« Il commença à les envoyer en mission, deux par deux. » Le mot même « mission » en fait frémir plusieurs par les temps qui courent. De quel droit pourrait-on aller vers quelqu’un avec la mission de le convertir? N’est-ce pas un manque de respect profond à l’égard de la différence et de la conscience des personnes? Ne s’agit-il pas d’une attitude colonisatrice tout empreinte de prétentions et de condescendance? La foi n’est-elle pas une affaire personnelle? Chacun ne devrait-il pas vivre son rapport à Dieu comme il l’entend, non?
Pourtant, c’est bien Jésus qui envoie ainsi ses disciples en mission. Et si je ne m’abuse, le leitmotiv de notre diocèse est bien de « former des disciples-missionnaires ». Dès lors, deux questions se dressent : quel est le message à apporter à ceux et celles à qui nous sommes envoyés? Et comment accomplir cette mission?
La première question est trop souvent escamotée ou mal comprise. La réponse est simple: annoncer l’évangile, la Bonne nouvelle. Mais qu’est-ce que l’évangile? Une série de textes remplis de leçons de morale? Des récits plus ou moins romancés de la vie de Jésus? De belles pensées positives qui contrebalancent les mauvaises nouvelles culpabilisantes du téléjournal? L’évangile du Christ est l’annonce de sa victoire sur la mort et tout ce qui y conduit. Non pas uniquement sa victoire sur sa propre mort, mais aussi sur la nôtre. Pas seulement sur la mort définitive, mais sur toutes nos petites morts quotidiennes qui nous figent dans la peur, dans la souffrance, dans l’isolement les uns des autres. Une Bonne nouvelle est l’annonce d’un fait que l’on peut croire ou pas, mais face auquel on ne peut pas rester indifférent. Y croire nous fait emprunter un chemin. Ne pas y croire nous fait en emprunter un autre. Respecter l’autre, ce n’est pas lui cacher le fait dont nous sommes témoins, mais lui annoncer ce fait et le laisser libre de nous croire ou pas, sans insister, sans juger.
La deuxième question n’est pas banale. Jésus invite ses disciples à partir démunis, sans tunique de rechange. Une posture inconfortable qui aide à adopter la seule attitude qui convient au message dont le disciple est investi : l’humilité. Le chrétien n’est meilleur que personne. Il n’est que conscient de la grâce du Salut qui lui a été offerte sans aucun mérite de sa part, gratuitement. Le disciple doit être accueilli d’abord dans sa pauvreté pour être crédible et jamais dans une pseudo-supériorité. Il propose joyeusement de témoigner de cet amour gratuit dont il vit sans jamais s’imposer.

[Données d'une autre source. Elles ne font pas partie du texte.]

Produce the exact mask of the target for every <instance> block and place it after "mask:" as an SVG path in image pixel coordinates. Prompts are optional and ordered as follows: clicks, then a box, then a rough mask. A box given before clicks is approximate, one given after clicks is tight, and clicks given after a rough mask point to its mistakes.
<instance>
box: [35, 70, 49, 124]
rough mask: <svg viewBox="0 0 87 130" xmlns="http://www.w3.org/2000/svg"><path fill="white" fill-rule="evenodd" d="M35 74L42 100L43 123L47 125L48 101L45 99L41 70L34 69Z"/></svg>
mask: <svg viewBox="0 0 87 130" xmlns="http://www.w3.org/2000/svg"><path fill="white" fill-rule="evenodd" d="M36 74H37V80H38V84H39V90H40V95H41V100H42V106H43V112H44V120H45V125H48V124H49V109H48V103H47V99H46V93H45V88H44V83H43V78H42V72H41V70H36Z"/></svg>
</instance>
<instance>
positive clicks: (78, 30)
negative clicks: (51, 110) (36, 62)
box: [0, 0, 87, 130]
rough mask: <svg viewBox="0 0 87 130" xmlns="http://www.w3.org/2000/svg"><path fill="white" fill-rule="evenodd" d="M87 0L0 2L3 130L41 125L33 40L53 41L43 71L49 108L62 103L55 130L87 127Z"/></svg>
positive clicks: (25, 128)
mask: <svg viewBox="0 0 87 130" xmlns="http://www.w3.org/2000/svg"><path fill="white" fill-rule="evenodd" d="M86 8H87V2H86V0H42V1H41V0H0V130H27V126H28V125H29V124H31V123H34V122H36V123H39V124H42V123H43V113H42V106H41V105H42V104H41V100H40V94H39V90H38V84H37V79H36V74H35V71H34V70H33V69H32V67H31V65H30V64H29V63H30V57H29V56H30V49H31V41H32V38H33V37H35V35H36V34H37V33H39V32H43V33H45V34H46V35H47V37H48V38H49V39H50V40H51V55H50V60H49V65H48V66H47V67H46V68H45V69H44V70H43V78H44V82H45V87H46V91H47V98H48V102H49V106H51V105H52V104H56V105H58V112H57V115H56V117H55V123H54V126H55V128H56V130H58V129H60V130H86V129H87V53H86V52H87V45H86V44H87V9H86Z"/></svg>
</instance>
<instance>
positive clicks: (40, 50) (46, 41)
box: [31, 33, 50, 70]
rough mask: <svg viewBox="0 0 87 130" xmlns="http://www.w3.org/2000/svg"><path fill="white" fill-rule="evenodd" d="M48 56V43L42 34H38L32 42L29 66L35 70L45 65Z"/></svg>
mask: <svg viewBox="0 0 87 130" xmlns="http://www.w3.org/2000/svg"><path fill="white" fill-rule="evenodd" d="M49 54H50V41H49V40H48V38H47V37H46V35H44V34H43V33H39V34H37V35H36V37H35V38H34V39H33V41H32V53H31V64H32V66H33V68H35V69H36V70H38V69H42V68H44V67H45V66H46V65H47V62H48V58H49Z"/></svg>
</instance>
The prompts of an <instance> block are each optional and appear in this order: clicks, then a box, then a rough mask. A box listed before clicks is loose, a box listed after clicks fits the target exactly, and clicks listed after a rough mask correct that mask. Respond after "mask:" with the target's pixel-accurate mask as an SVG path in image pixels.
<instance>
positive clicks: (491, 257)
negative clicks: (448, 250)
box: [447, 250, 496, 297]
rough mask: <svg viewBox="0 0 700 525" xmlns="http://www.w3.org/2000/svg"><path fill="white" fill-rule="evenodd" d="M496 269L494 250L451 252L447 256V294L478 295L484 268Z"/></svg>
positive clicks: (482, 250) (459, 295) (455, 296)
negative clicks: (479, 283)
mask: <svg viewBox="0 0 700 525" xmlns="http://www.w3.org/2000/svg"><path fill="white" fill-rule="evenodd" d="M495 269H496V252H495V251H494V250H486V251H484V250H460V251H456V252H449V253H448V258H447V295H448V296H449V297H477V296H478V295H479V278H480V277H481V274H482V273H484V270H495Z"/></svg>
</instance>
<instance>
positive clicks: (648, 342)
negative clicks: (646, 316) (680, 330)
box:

Les disciples sont envoyés deux à deux et ce n’est pas par hasard. Le message qu’ils portent les dépasse individuellement. Il doit être témoigné d’abord dans la communion concrète, visible, de frères et de sœurs qui en vivent entre eux en premier lieu. Pour se convertir, pour changer, il faut reconnaître chez l’autre quelque chose qui nous fait défaut. Notre monde aurait-il besoin encore aujourd’hui du témoignage d’une Bonne nouvelle?